Microsoft Teams meeting policies
Meeting policies are the admin controls that decide what users can do in Teams meetings. Here's the map.
Meeting policies in Microsoft Teams are the admin controls that govern what happens before, during, and after a meeting. They're assigned per user (or via group assignment) from the Teams admin center, and they're the right lever for almost any "can we lock down…" question.
What a meeting policy controls
A single meeting policy aggregates dozens of settings. The main groups:
- General — Meet Now in channels, scheduling permissions, channel meeting scheduling, Outlook add-in.
- Audio & video — IP audio and video, transcription, recording (cloud), live captions, language interpretation.
- Content sharing — screen sharing mode (entire screen vs window only), PowerPoint Live, whiteboard, shared notes, external participants giving control.
- Participants & guests — anonymous join, anonymous starting a meeting, "who can present" defaults, who can bypass the lobby, chat in meetings.
- Engagement — Q&A, reactions, polls.
- Watermarking — adds a watermark to shared content for confidential meetings (Teams Premium).

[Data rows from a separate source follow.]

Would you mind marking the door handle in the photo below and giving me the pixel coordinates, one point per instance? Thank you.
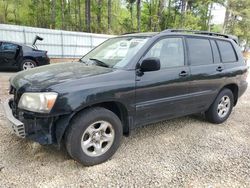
(183, 74)
(219, 69)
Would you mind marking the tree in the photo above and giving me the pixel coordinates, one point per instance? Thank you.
(53, 14)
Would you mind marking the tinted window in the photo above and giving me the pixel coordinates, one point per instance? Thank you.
(8, 47)
(226, 51)
(170, 52)
(200, 52)
(215, 52)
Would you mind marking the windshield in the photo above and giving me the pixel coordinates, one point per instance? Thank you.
(115, 52)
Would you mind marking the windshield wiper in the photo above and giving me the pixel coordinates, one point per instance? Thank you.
(99, 62)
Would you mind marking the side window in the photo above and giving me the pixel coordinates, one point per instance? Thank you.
(227, 52)
(8, 47)
(170, 51)
(200, 52)
(215, 52)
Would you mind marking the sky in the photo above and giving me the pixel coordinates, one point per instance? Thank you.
(218, 13)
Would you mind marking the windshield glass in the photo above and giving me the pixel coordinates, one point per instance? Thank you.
(116, 52)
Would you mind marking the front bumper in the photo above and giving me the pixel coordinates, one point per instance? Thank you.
(14, 124)
(24, 125)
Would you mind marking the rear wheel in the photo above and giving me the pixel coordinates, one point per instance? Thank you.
(221, 108)
(28, 64)
(93, 136)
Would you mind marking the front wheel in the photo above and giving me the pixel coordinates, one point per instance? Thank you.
(93, 136)
(221, 108)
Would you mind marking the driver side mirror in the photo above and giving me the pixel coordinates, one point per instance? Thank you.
(150, 64)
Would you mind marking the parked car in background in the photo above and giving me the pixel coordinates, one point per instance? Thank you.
(124, 83)
(15, 55)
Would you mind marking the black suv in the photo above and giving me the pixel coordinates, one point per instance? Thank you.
(124, 83)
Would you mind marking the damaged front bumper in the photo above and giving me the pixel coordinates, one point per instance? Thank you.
(14, 124)
(25, 125)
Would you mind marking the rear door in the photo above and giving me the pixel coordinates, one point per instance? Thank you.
(206, 72)
(8, 54)
(163, 94)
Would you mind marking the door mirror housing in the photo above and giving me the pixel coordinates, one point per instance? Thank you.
(150, 64)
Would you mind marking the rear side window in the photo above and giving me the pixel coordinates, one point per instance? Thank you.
(200, 52)
(227, 52)
(215, 52)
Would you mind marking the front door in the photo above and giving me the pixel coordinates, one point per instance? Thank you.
(163, 94)
(207, 72)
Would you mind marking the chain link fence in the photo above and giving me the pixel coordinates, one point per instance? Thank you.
(58, 43)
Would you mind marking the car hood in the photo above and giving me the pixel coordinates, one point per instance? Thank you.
(41, 78)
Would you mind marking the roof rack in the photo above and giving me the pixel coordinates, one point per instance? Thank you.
(235, 38)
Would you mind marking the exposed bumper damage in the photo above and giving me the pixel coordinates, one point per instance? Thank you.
(44, 130)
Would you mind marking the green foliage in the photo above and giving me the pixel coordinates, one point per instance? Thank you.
(155, 15)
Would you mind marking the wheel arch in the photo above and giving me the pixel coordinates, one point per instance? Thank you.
(235, 90)
(116, 107)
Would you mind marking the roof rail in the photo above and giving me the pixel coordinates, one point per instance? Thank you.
(234, 38)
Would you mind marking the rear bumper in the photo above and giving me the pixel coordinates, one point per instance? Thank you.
(14, 124)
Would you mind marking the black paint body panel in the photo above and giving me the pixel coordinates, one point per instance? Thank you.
(147, 97)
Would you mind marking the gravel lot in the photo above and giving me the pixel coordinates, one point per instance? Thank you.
(185, 152)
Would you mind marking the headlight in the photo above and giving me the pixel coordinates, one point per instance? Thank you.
(38, 102)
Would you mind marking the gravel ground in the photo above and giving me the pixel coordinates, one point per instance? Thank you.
(185, 152)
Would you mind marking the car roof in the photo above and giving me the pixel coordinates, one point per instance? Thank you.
(20, 44)
(183, 32)
(142, 34)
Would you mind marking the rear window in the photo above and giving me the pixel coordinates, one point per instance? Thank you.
(200, 52)
(227, 52)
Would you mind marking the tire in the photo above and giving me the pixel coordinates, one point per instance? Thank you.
(85, 128)
(215, 113)
(27, 64)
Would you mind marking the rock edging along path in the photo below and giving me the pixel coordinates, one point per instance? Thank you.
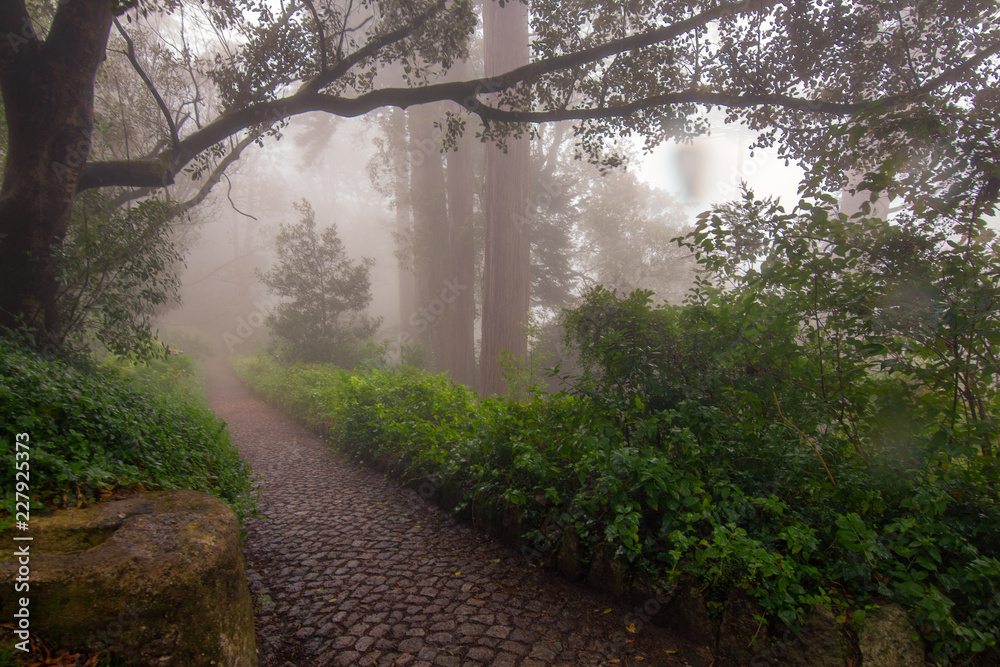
(347, 569)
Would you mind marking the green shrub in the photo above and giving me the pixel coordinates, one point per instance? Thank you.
(112, 424)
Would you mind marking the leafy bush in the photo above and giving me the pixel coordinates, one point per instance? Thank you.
(113, 424)
(817, 424)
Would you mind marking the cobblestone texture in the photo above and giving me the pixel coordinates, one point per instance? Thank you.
(347, 569)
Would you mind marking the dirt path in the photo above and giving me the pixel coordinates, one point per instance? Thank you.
(346, 569)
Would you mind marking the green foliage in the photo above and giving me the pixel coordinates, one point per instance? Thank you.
(816, 424)
(113, 424)
(119, 268)
(326, 292)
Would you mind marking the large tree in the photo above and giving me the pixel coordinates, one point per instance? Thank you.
(790, 69)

Default policies and overrides
Every tenant has a Global (Org-wide default) meeting policy that applies to everyone unless overridden. Custom policies can be created and assigned to individual users or groups. Microsoft ships several preset policies — Kiosk, Restricted Anonymous Access, All On — as starting points.
Settings vs policies
Don't confuse Meeting policies (per-user, what users can do) with Meeting settings (tenant-wide, defaults for things like anonymous join domains, customisable meeting URL, QoS markers). Both live in the same admin nav and both affect meetings, but they apply at different scopes.
Practical baselines
A reasonable baseline for most organisations:
- Cloud recording on for everyone, with retention via a Purview policy.
- Transcription on (required for Copilot meeting recap).
- Anonymous join on, but anonymous users must wait in the lobby unless explicitly admitted.
- Who can present default to specific people, not "Everyone."
- Chat in meetings enabled with history retained for the meeting only.
Adjust from there for high-security teams (executives, regulated functions) with a stricter custom policy.
Setting these once and forgetting them is one of the highest-leverage things an admin can do — every meeting in the tenant benefits forever.